Religious violence

Published March 1, 2010

Pakistani protesters riot after gunmen opened fire on a religious procession marking Mulid an-Nabi in Faisalabad. -AP Photo/Khalil-ur-Rehman

Religious holidays in the country are fast becoming marked by violence. Over the weekend, processions celebrating Eid Miladun Nabi in Faisalabad and D.I. Khan were attacked causing death, injuries and mayhem.

Thankfully, the violence was quickly contained and did not rise to the level of terribleness that the country has unfortunately witnessed in recent times. Pakistanis hardly need reminding that the country is in the grip of religious intolerance and violence the war against militancy has touched every corner of the country inflicting a terrible toll, and for a while certain areas were virtually ceded to the militants without a fight. But there is another, more insidious, religious poison that is spreading, largely unnoticed, across the country, and it is not quite as easy to explain as the territorial ambitions of the Taliban. That poison has pit Sunni against Shia, Deobandi against Barelvi, Muslim against religious minorities — and it defies easy categorisation. The only thing its various strands seem to have in common is a hatred for everything that is 'different', where 'different' is inevitably judged as an unacceptable deviation and therefore deserving of punishment, even death, in many instances.

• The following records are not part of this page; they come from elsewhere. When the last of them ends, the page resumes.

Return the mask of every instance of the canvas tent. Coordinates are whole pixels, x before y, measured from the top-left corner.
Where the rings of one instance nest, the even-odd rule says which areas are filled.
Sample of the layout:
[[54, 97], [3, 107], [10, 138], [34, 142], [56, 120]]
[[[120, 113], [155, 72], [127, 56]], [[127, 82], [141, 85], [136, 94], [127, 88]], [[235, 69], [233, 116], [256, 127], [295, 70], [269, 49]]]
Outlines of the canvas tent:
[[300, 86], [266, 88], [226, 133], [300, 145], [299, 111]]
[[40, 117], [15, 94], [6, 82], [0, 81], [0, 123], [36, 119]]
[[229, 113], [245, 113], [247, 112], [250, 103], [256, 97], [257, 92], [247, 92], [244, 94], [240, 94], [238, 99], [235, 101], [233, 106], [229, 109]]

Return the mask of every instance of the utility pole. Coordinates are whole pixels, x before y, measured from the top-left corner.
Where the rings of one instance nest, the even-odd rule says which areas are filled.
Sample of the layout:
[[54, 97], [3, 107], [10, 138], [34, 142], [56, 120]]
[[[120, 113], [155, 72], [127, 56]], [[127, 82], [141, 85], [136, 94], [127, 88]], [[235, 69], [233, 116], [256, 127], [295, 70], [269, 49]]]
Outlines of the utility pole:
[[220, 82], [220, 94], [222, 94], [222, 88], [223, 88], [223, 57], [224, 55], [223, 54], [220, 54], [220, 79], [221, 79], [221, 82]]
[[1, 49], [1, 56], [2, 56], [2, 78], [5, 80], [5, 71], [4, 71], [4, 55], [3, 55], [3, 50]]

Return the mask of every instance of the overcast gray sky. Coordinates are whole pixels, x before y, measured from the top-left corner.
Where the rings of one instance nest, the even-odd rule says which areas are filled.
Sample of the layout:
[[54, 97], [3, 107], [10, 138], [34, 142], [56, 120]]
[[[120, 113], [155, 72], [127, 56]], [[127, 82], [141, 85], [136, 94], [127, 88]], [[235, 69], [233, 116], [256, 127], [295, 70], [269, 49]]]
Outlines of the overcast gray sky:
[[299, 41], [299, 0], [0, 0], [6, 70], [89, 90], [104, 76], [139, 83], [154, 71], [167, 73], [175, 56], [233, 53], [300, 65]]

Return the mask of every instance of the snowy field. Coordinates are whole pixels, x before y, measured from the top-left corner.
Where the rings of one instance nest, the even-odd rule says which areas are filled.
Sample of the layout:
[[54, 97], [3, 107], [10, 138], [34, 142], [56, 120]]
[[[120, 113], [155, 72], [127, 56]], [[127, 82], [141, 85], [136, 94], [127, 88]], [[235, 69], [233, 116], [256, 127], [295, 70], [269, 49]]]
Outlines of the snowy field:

Invariably — perhaps suggesting where the cure must first begin — a steady diet of dogmatic preaching is to be found wherever such violence occurs. In Faisalabad, the khatib of a local mosque was arrested on charges of inciting people to violence. It will take great political will but such violent elements need to be purged from the mosques and madressahs, for without that it will not be possible to roll back the tide of hate that is threatening to engulf the country. Nor should it be viewed as some-thing that is impossible to do. After all, only a few years ago, processions such as those witnessed on Saturday were low-key and passed off peacefully.

What is new is the sense of one-upmanship each group wants to have a bigger and louder affair and is ever keen to rattle or taunt rival groups. In the event, the police and local administrations largely manage to do a good job and keep tensions to a minimum. But that is mere fire-fighting and ends up dealing with only the symptom and not the disease. The infrastructure of hate that has slowly taken hold at the grass-roots level is really what needs to be dismantled. Further delay in initiating that process will only cause the problem to grow in magnitude.